The Magic Of Credit Cards (and The Senate Bill That Reveals The Tricks)
Edward Yingling may not look like your typical magician. An older gentlemen with a serious face, it is hard to imagine him with a top hat, cape, and fake flowers. But while he may not be able to pull a rabbit out of his hat, he’s the primary lobbyist for an industry that is remarkably good at making peoples’ money disappear. And after being quoted in a recent New York Times article, he is certainly in the spotlight.
The comments that have put Yingling on center stage were made in reaction to the passing of the Credit Card Reform bill, which has the potential to outlaw some of the tricks credit card companies have used to cheat money from their customers. As CEO of the American Banking Association, Yingling is the chief lobbyist in Washington for banks, and the most vocal mouthpiece for the banking industries response to a bill that is meant to limit the ability of credit card companies to use deceptive practices.
Like a magician who believes that a good trick should never be explained, Yingling seems to be arguing that if credit card companies reveal the methods they use to keep people in debt, things like small print and hidden charges, the illusion that lets credit card companies make massive profits will be ruined and the industry right along with it. The big “Ta-Dah” of this magic trick? Yingling says that the real losers in all of this will be those of us who use our credit cards responsibly: “It will be a different business,” he told the New York Times. “Those that manage their credit well will in some degree subsidize those that have credit problems.”
Speaking as a responsible card user, I’m not so sure I mind the end of this particular magic show. Those people I am supposedly “subsidizing” because I have good credit are mainly the people that the credit card company has already sawed in half. After all, they wouldn’t have credit problems if the credit industry hadn’t invited them onstage by promising to show them a good time, then proceeded to introduce them to the business side of a dull knife.
In some ways, Yingling’s statement is an odd one for a professional trickster to make. He seems to be suggesting that credit card companies are the greatest possible meritocracy, and that only the stupid will end up with credit problems. He now threatens those who “haven’t been foolish” that they will pay for those who are.
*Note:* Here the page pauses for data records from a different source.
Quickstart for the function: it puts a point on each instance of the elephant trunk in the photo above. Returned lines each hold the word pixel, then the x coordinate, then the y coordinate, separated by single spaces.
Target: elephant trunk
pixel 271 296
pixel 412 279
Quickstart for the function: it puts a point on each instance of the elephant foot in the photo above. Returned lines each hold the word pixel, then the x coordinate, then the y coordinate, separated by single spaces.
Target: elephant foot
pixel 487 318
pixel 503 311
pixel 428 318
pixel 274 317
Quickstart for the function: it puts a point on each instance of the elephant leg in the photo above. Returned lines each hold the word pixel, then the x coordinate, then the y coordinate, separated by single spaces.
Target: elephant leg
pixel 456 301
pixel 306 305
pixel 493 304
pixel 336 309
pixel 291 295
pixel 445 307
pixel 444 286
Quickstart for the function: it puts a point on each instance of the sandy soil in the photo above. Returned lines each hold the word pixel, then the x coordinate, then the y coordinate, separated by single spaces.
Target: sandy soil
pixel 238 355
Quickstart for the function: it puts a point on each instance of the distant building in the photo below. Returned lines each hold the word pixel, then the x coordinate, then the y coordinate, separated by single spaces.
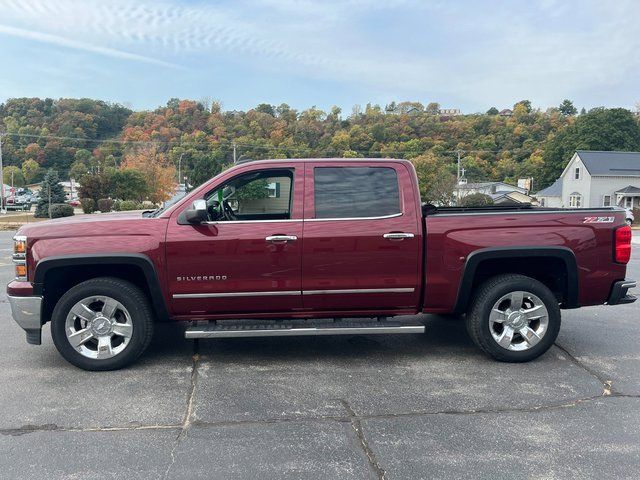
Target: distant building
pixel 500 192
pixel 597 179
pixel 550 196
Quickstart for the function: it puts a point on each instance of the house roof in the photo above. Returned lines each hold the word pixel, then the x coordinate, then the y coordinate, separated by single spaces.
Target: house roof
pixel 629 189
pixel 619 164
pixel 554 190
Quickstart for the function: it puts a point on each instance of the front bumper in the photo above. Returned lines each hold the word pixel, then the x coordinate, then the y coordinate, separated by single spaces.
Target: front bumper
pixel 26 311
pixel 619 292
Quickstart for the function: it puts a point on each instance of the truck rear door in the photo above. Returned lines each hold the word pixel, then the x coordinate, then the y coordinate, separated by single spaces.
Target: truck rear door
pixel 362 237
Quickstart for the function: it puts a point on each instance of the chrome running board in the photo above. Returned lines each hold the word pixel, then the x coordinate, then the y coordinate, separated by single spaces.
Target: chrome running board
pixel 223 329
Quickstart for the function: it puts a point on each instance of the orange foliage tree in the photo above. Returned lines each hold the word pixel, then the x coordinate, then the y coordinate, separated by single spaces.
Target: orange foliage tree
pixel 159 173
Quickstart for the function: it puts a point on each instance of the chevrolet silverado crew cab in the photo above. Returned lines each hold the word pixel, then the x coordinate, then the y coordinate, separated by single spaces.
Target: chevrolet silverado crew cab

This seems strangely out of touch with reality. After all, even after adjusting for inflation, credit card companies managed to grow the debt industry from a mean of $3,000 dollars of credit card debt per family in 1989 into an average of $7,300 of family credit card debt in 2007. So either Yingling believes that the vast majority of Americans are simpletons that deserve to have bad credit, or he admits that the tricks that his industry used to create the credit illusion were so good that even the wise were duped.
The tricks that the Senate bill will no longer allow into the act seem fairly basic. If passed into law, credit card companies will no longer by allowed to simply change the rate on existing debt, unless the account is seriously delinquent. They won’t be able to apply payments to new charges first, change terms without notifying customers well in advance, or charge over-limit fees without asking. In short, some of the more obvious and blatant tricks will have been cut out of the magic show. But they can still charge up to 30% interest, levy any number of fees, and change rates regularly as long as they don’t change them in the first six months of your account.
But for Yingling, the magic may simply be gone. After all, he represents an industry for whom the primary result of the magic show is a metric for success that most people have never heard of: Shareholder Value Added. SVA is a measurement that is primarily designed to guarantee that stock holders make money. And since 80% of stocks are owned by the top 20% of the richest people in the United States, SVA basically means that credit card companies believe that the good tricks are defined by how much more money they make for rich people. The audience, those most injured by the tricks, are notoriously absent: the metric is not number of people served, or problems solved, or financial services rendered.
The New York Times interview is not the first that Yingling has revealed the secrets behind the credit card illusion. In a 2004 interview with PBS, he confirmed that the best customers credit card companies have are the ones that get in debt and stay in debt, referring to them as “the sweet spot,”and noted that only a lawyer would actually read the contract that is sent to someone with their credit card. And even if they did, he continues, it “would be very hard for a lot of people to understand.”
So what will happen to the credit card industry if Congress deprives them of some of their old tricks? By noting that revealing the source of the illusion will forever change the face of the industry, Yingling admits that these tricks are what the credit card industry was built on. Credit card companies needed people to be fooled in order to continue to increase the SVA and rake in massive profits.
Arguably, however, if showing the fine print breaks your business, your business was already broken. Long before Congress even considered the current credit card reform bill, Yingling himself noted that “it would be shortsighted for a credit card company to have fees that would make somebody angry, because they’re likely to lose that customer.” Now that the tricks are slowly being revealed, it may be that the credit card industry has to face the ultimate test of a magician: with the illusion revealed and the show over, what will they do to keep the audience entertained?